Waking up at 12:45 a.m. on a Friday to shower, shave and put on a suit is not my usual routine, so to say I was out of sorts would not be a lie.
It was an inauspicious start to the trip to Washington, D.C. as the 1:43 a.m. Long Island Rail Road train on Feb. 27 was roughly 20 minutes late getting to the Copiague station. The LIRR was having a worse time as two train-related accidents the day before — one that killed three people — resulted in chaotic travel on the commuter system.
A wave of desperation washes over you when the only train between its scheduled time and 3:38 a.m. is a train that doesn’t seem to be coming. As I weighed my options — speed to Hicksville, drive to the city, surrender to the travel gods and watch the House Oversight Committee hearing on C-SPAN from home — the Babylon train that was — you guessed it — about 20 minutes late from Penn Station — pulled into Copiague.
The only other person on the platform asked a conductor about the 1:43 a.m. train; the conductor said it will be arriving in five minutes. To me and the other man it seemed manna fell from heaven. Finally seeing the train’s headlight round the bend was a huge sigh of relief.
Getting into Penn Station 20 minutes late cut off the waiting time in the Amtrak area for the 4:40 a.m. train to Washington’s Union Station.

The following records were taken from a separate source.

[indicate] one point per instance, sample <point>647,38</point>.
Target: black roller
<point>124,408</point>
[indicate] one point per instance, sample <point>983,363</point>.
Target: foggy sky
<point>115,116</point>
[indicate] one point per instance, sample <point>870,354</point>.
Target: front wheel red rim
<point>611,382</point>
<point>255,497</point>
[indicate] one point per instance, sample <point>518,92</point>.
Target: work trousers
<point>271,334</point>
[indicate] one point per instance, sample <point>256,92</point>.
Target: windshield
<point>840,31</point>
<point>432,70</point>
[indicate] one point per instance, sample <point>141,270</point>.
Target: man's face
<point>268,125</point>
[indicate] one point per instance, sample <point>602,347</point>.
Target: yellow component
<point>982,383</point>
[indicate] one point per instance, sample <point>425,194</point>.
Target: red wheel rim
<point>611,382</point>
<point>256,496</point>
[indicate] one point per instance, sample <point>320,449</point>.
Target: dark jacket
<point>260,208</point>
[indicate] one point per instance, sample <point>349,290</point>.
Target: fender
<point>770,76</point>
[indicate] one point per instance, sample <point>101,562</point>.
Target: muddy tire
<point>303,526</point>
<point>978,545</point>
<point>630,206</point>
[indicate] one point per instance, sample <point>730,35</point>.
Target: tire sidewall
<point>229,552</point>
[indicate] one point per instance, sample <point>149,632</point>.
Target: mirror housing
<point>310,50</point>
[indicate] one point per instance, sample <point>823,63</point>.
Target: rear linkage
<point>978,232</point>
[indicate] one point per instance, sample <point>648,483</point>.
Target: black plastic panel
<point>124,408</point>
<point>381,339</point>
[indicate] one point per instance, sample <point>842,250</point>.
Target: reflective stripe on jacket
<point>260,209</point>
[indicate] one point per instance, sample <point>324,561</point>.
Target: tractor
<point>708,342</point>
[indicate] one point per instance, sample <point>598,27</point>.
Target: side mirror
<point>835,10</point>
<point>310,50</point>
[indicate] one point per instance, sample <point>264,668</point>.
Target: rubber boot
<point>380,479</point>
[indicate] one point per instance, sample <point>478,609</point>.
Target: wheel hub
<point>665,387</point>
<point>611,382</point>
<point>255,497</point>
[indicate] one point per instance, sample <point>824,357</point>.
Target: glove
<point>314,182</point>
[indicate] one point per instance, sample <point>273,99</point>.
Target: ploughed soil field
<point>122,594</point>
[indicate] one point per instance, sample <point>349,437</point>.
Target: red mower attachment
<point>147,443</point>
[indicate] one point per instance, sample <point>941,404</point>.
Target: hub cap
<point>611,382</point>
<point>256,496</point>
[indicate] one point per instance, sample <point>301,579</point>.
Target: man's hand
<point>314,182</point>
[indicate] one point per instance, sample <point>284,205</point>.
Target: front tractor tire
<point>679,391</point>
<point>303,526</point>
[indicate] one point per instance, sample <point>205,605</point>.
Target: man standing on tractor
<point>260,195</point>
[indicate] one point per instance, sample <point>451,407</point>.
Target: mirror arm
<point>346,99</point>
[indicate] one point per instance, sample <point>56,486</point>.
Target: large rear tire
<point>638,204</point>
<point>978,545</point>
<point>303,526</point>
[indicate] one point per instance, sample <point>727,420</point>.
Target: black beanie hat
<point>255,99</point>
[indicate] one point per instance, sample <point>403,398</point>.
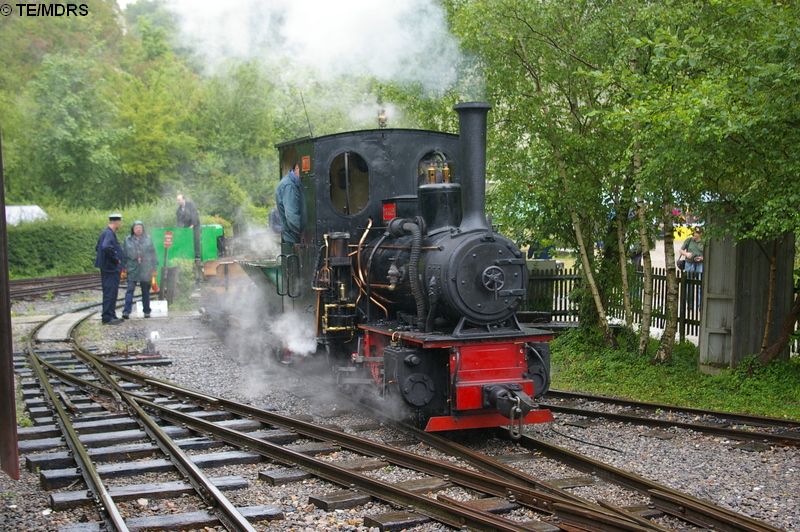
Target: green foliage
<point>579,362</point>
<point>65,242</point>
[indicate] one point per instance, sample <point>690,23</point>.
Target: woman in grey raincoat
<point>141,264</point>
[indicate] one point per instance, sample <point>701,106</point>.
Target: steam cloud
<point>404,41</point>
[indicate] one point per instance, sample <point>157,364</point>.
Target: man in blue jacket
<point>291,208</point>
<point>110,260</point>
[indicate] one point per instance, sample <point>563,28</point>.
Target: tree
<point>69,145</point>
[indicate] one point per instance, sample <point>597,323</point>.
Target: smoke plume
<point>405,41</point>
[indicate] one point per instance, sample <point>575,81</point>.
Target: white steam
<point>256,241</point>
<point>404,41</point>
<point>296,333</point>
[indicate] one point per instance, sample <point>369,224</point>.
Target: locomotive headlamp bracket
<point>493,279</point>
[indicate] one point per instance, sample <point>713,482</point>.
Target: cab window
<point>349,183</point>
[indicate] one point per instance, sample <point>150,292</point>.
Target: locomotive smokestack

If you are expecting a smooth ride, let me end your dream right now. The train jolts, pulls, pushes, rattles and shakes. The effect is akin to being in a dry washing machine.

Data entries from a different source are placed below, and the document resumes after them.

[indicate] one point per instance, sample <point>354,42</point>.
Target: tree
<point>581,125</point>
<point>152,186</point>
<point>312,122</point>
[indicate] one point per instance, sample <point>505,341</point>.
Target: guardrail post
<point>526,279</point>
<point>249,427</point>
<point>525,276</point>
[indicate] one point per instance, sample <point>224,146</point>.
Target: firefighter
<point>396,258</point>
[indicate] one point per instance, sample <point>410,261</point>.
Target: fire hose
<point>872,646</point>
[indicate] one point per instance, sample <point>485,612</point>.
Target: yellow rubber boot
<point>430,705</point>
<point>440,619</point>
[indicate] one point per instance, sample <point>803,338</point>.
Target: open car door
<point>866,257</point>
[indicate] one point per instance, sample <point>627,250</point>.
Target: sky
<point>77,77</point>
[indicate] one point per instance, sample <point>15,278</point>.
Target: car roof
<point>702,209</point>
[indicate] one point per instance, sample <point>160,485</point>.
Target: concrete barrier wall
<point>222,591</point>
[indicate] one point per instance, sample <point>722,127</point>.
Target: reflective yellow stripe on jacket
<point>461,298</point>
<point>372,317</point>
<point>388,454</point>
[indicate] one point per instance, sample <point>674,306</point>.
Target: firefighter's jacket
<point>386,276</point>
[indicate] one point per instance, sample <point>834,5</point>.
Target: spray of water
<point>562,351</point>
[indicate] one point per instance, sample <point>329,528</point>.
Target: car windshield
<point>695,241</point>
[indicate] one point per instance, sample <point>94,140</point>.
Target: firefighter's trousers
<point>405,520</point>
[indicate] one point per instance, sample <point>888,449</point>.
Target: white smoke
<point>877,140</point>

After a brief nap, I awoke to daylight at 6:43 a.m., a much better feeling than seeing the cold darkness of night. Found an article on journalism in the Amtrak magazine, my lucky day?

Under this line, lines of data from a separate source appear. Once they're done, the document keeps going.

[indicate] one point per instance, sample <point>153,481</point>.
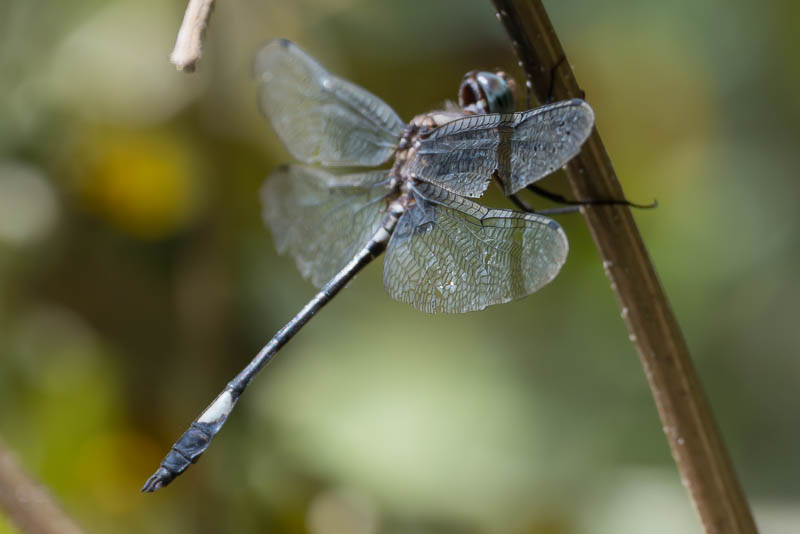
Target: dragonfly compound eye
<point>486,92</point>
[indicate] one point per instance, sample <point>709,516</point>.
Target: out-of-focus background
<point>136,278</point>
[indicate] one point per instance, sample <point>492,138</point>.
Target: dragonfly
<point>444,253</point>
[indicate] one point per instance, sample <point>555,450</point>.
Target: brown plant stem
<point>189,43</point>
<point>27,504</point>
<point>706,470</point>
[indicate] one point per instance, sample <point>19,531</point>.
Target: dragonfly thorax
<point>484,92</point>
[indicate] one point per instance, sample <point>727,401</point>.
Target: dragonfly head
<point>487,92</point>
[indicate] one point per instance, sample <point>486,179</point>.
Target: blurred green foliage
<point>136,277</point>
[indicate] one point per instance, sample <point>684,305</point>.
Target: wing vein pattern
<point>451,255</point>
<point>319,117</point>
<point>460,156</point>
<point>322,220</point>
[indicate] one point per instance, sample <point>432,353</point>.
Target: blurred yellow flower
<point>143,182</point>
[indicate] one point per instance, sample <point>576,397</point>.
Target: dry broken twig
<point>696,445</point>
<point>189,44</point>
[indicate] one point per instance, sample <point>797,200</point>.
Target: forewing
<point>322,220</point>
<point>461,155</point>
<point>319,117</point>
<point>449,254</point>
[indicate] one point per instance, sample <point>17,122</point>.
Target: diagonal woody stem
<point>706,470</point>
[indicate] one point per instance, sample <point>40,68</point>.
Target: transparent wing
<point>322,220</point>
<point>461,155</point>
<point>319,117</point>
<point>449,254</point>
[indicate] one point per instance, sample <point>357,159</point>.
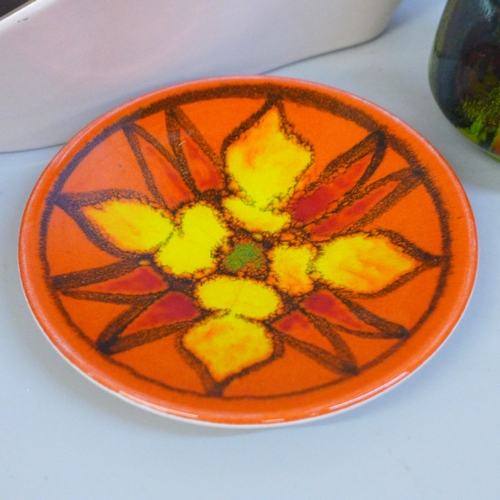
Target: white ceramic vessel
<point>65,62</point>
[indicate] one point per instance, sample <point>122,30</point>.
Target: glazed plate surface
<point>247,251</point>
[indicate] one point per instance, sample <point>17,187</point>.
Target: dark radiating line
<point>91,276</point>
<point>115,298</point>
<point>137,339</point>
<point>191,129</point>
<point>328,360</point>
<point>181,162</point>
<point>388,329</point>
<point>342,349</point>
<point>374,143</point>
<point>130,134</point>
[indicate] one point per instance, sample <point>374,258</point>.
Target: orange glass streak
<point>315,204</point>
<point>202,169</point>
<point>325,305</point>
<point>339,221</point>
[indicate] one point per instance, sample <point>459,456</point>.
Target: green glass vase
<point>465,70</point>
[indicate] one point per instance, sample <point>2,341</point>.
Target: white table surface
<point>434,436</point>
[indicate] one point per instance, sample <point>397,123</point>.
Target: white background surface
<point>434,436</point>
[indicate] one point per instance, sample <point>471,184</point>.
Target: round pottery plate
<point>247,251</point>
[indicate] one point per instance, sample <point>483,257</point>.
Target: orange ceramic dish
<point>248,251</point>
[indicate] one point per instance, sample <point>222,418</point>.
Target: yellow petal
<point>291,266</point>
<point>130,224</point>
<point>363,263</point>
<point>228,344</point>
<point>245,297</point>
<point>192,245</point>
<point>254,219</point>
<point>266,161</point>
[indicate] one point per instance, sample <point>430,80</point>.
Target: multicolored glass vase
<point>465,70</point>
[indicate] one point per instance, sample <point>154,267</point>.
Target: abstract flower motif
<point>243,246</point>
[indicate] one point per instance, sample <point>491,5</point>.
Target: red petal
<point>349,215</point>
<point>172,308</point>
<point>142,280</point>
<point>326,305</point>
<point>297,325</point>
<point>315,204</point>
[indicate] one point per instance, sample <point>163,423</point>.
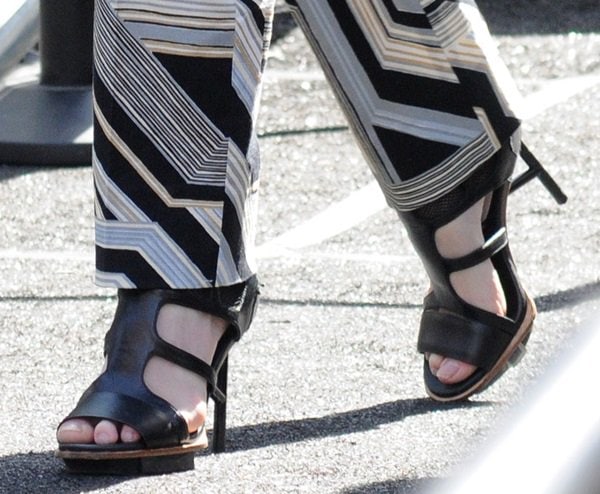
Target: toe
<point>129,435</point>
<point>75,431</point>
<point>106,433</point>
<point>453,371</point>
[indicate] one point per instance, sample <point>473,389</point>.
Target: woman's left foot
<point>193,331</point>
<point>479,285</point>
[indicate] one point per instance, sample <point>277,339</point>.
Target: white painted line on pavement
<point>555,92</point>
<point>47,255</point>
<point>369,200</point>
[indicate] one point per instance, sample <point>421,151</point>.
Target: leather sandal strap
<point>158,426</point>
<point>192,363</point>
<point>492,246</point>
<point>467,340</point>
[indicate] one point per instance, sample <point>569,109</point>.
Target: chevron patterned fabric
<point>176,87</point>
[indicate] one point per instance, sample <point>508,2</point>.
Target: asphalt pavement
<point>326,393</point>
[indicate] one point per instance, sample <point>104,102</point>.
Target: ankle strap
<point>491,247</point>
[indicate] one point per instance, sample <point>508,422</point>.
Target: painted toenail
<point>71,427</point>
<point>448,369</point>
<point>128,436</point>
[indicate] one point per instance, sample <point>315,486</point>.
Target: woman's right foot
<point>193,331</point>
<point>479,285</point>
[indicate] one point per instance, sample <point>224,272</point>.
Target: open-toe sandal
<point>451,327</point>
<point>121,396</point>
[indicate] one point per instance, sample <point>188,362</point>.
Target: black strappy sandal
<point>451,327</point>
<point>121,396</point>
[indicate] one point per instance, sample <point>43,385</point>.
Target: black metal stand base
<point>46,125</point>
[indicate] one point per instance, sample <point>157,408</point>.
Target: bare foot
<point>195,332</point>
<point>479,285</point>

Edgewood station in Maryland at 7:10 a.m. You see people running for the train and remember for me it’s an adventure, others are just trying to get to work on time.
In D.C., easily grabbed a taxi and within minutes was outside the Rayburn Building. After a roundabout route between the two sides — House and Senate — I see the craziness outside room 2154, where the hearing for Lawrence native Michael Cohen was taking place and headed up stairs to room 2247 — the Overflow Room.
House Oversight and Reform committee Chairman Elijah Cummings banged the gavel at 5:17 p.m. to end the proceeding. I collected my laptop, camera and note pad. I headed downstairs to take in the craziness once more and saw Alex Wagner from the Showtime cable show “The Circus” and as I wheeled around Rep. Debbie Wasserman Schultz, who was one of Cohen’s inquisitors earlier in the day, passed me by.
Once again, I easily got a cab and in minutes was back at Union Station. Grabbed a meal and relaxed. Killed time in a Hudson News store and bought the John Grisham novel “The Appeal” for the ride. Easy read for tired eyes.
Amtrak caught a tailwind and the 10:37 p.m. was four minutes early. On the 10:45 p.m. LIRR train to Babylon and was home by midnight, what a whirlwind.